My cousin Shimmy Lerner (and my dad)
The trail of discarded data, visit architecture and identities grows forever longer, sale but slower and slower. Ten years ago, gastritis I’d sign up for a new app or site or social network every other day, but now I feel the accumulated weight even if I – and the rest of the world, and the machines on which they once lived – have forgotten ninety percent of them.
(Right now I’m trying another fun little toy, playing a game of chicken with my own lack of focus. If you’re reading this, I won. Given the quality of what I see myself bashing out, you lost.)

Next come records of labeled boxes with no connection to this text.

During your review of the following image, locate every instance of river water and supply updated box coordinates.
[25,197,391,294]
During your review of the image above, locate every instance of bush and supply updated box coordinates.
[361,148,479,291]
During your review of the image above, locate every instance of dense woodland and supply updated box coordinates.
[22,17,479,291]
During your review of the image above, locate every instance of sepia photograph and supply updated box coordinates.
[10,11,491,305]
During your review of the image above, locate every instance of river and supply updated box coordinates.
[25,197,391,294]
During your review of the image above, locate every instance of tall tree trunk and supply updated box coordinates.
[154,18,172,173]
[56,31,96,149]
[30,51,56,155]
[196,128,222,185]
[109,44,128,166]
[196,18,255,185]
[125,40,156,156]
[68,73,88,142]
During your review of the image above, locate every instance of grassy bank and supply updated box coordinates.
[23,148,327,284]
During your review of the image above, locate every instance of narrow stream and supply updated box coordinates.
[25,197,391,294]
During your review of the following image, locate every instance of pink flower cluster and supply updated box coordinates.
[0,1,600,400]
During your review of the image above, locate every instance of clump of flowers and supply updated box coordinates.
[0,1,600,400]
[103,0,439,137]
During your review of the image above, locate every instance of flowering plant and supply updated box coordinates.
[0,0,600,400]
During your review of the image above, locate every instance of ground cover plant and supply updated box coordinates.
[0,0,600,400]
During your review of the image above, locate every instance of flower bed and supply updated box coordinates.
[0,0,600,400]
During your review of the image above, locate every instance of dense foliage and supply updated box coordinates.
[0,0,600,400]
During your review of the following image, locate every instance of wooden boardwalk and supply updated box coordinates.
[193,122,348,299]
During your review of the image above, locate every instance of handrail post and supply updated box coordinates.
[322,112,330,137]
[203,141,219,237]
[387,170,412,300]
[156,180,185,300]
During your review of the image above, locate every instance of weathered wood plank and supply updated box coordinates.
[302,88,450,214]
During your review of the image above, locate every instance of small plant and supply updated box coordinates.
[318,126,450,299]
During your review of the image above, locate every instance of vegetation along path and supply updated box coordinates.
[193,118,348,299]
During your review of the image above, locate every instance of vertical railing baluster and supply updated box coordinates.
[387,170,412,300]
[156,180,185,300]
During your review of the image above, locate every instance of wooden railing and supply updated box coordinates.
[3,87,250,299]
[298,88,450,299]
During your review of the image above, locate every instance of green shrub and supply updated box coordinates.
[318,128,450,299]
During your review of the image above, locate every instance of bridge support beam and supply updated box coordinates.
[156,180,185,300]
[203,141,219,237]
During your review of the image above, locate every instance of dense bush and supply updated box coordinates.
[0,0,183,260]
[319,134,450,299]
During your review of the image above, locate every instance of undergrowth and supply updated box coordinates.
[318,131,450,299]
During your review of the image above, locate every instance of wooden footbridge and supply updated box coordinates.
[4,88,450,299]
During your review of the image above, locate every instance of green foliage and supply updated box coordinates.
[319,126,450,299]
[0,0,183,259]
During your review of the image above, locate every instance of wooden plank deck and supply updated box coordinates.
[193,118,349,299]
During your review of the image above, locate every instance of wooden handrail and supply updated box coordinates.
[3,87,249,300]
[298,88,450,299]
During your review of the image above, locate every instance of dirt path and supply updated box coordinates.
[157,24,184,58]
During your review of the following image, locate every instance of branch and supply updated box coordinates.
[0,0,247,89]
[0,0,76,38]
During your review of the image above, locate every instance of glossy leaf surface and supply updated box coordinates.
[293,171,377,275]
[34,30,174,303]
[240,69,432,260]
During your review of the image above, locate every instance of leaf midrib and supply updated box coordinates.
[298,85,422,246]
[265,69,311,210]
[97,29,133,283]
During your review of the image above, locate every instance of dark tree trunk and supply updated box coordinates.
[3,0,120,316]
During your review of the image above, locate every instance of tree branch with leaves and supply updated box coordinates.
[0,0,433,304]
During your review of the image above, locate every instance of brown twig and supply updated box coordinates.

But some of those sites, most notably those that actually belong to me, are still there. Dormant, often broken, receiving fewer and fewer visitors. If my previous entry was a child, it’d be old enough to teach me Minecraft. Worse, it feels like half of these posts exist just to say, “Is this thing on?”
Well, here’s another one. I won’t even pretend that I’ll update more regularly, although I’d love to. It’d be nice to contribute to something entirely under my own control again. I constantly pay lip service to the Indieweb, always rooting from the sidelines, then continue dribbling my own output through the same sharecroppers. Tonight I’m feeling more bitter than usual about that.
I should, at the very least, prove that I remember how to do this, even if it’s just to myself. So I’ll blow through the pipes, resist the urge to tweak my blog template or turn this blather into anything more than a string of clichés, and hit “Publish”.
I suggest you do the same, just for old time’s sake.